The restoration project was part of the Forestry Bureau’s Important Paddy Terrace Conservation Plan, which was initiated this year.
Under the project, aging irrigation canals on a 10-hectare area of terraces in Shihtiping (石梯坪) were cleaned and repaired. In May, farmers planted their first rice on the land, which had been their forefathers’ paddies for about 100 years, but were left fallow 20 years ago under a government policy and because of typhoon damage to the irrigation canals.
Kuan Li-hao (管立豪), head of the bureau’s conservation -division, said on Saturday the Shihtiping terrace rice paddies were once the biggest and best in Fongbin.
The area was “the granary” of the Makudaai people — part of the Aboriginal Amis — who have resided there for decades, he said.

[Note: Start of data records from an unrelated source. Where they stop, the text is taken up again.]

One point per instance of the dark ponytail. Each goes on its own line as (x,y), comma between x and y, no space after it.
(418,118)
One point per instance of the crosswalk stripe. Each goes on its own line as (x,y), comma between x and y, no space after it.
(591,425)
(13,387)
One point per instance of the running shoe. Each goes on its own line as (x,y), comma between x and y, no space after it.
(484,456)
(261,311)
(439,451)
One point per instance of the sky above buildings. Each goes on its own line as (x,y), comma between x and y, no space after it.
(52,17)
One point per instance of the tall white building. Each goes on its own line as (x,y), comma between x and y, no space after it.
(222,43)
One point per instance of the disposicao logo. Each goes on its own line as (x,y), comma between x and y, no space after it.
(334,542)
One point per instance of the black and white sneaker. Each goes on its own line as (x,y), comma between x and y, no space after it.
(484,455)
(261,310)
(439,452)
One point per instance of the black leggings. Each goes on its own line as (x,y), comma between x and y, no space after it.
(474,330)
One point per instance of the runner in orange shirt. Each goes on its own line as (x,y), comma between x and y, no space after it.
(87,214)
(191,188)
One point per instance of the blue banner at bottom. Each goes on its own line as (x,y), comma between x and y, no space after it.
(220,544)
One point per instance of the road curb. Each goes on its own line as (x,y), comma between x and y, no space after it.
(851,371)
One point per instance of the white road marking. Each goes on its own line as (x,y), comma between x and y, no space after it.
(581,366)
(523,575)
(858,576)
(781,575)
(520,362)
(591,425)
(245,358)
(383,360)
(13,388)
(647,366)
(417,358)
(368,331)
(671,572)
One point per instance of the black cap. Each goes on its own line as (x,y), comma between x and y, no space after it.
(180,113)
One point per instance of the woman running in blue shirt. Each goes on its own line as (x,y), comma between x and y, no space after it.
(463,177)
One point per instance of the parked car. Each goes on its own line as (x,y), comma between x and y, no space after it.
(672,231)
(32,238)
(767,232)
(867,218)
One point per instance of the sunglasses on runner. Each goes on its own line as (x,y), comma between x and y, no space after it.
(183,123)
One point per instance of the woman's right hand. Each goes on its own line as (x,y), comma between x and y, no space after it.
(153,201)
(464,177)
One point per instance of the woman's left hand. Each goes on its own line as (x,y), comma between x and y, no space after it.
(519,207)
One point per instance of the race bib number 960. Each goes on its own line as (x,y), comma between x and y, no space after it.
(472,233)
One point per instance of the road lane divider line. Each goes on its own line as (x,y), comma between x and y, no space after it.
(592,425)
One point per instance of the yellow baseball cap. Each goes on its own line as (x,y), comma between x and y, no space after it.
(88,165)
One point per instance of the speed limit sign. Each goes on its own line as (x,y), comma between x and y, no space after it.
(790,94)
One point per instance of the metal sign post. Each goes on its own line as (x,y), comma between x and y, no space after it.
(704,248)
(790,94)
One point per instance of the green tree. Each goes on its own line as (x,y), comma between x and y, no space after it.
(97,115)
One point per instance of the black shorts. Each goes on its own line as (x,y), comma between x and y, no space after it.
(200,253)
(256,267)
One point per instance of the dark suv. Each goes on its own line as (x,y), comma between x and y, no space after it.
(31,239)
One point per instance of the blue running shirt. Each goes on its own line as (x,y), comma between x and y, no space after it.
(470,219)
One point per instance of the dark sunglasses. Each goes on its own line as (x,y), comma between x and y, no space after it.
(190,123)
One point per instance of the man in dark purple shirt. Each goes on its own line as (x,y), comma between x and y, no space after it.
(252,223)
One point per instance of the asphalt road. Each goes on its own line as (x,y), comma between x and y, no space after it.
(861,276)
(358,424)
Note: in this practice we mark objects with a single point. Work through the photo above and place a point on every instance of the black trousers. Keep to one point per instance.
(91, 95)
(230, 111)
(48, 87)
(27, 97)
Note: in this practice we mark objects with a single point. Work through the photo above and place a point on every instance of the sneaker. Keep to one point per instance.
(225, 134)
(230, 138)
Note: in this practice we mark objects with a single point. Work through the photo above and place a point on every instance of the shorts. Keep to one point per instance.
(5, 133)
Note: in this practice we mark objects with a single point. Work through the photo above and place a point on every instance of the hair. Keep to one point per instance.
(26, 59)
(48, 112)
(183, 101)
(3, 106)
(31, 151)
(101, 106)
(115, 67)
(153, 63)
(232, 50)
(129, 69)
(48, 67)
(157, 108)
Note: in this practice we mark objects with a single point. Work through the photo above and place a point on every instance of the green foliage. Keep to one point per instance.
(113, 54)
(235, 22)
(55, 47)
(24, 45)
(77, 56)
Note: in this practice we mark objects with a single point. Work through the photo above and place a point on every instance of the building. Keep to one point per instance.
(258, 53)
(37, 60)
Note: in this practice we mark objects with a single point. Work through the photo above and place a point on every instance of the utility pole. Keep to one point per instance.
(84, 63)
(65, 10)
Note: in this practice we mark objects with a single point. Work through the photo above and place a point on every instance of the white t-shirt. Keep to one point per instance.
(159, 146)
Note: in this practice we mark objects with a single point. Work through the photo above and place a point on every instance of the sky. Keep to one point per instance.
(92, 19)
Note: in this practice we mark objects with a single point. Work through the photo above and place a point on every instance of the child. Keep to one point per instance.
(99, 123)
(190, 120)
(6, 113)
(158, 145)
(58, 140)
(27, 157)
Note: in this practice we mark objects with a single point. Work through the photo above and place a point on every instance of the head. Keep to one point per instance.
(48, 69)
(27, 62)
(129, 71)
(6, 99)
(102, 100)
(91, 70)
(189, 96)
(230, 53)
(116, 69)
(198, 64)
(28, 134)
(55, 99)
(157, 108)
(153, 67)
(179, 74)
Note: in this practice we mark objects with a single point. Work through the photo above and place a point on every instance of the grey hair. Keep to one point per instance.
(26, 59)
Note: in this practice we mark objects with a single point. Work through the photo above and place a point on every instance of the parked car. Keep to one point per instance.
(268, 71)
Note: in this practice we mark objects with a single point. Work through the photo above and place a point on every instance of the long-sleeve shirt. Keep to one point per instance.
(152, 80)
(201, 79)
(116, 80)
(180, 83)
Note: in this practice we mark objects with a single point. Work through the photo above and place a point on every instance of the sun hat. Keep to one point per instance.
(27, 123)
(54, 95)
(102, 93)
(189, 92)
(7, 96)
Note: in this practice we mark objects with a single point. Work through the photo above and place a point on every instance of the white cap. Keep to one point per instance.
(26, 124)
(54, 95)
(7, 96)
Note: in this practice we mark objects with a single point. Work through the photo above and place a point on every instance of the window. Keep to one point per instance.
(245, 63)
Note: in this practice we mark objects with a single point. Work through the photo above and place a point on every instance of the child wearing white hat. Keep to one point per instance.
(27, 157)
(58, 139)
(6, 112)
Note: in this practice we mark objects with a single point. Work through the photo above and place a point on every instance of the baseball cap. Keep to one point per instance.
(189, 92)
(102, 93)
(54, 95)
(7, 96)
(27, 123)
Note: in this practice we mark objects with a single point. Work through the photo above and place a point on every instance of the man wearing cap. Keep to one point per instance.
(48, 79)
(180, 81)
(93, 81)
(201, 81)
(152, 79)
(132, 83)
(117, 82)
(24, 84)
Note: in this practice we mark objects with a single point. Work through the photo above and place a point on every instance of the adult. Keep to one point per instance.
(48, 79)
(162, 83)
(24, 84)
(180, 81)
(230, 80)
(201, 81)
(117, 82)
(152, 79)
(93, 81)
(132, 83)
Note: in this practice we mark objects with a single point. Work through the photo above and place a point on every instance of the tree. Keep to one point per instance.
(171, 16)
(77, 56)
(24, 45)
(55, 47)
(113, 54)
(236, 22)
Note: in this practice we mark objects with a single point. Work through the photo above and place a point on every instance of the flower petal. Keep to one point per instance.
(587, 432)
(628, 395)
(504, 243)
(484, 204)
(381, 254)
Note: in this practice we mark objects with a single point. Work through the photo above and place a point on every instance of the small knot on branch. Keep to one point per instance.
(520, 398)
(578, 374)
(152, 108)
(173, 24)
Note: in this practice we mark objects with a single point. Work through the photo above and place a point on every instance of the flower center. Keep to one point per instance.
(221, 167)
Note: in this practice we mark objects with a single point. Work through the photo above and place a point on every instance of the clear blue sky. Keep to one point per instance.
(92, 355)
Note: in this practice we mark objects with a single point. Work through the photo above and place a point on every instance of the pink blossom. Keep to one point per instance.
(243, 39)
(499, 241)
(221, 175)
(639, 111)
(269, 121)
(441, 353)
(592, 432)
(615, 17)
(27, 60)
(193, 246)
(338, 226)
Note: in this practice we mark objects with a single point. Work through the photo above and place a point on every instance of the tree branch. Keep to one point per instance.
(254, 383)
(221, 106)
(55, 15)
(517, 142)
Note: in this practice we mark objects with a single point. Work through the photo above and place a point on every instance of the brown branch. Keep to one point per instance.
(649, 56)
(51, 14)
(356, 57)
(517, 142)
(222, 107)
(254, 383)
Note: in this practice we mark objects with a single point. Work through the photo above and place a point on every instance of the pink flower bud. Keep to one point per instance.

“Its wetlands have been an ecological classroom” and a “market of scale” for local residents, Kuan said, noting it was left fallow because of a lack of water.
Now the rice fields have been restored, with the cooperation of Aborigines and the government, he noted.
Council of Agriculture Deputy Minister Hu Sing-hwa (胡興華) said the restoration of the Shihtiping paddies was just the beginning of the central government’s efforts to revive the eastern coastal landscape.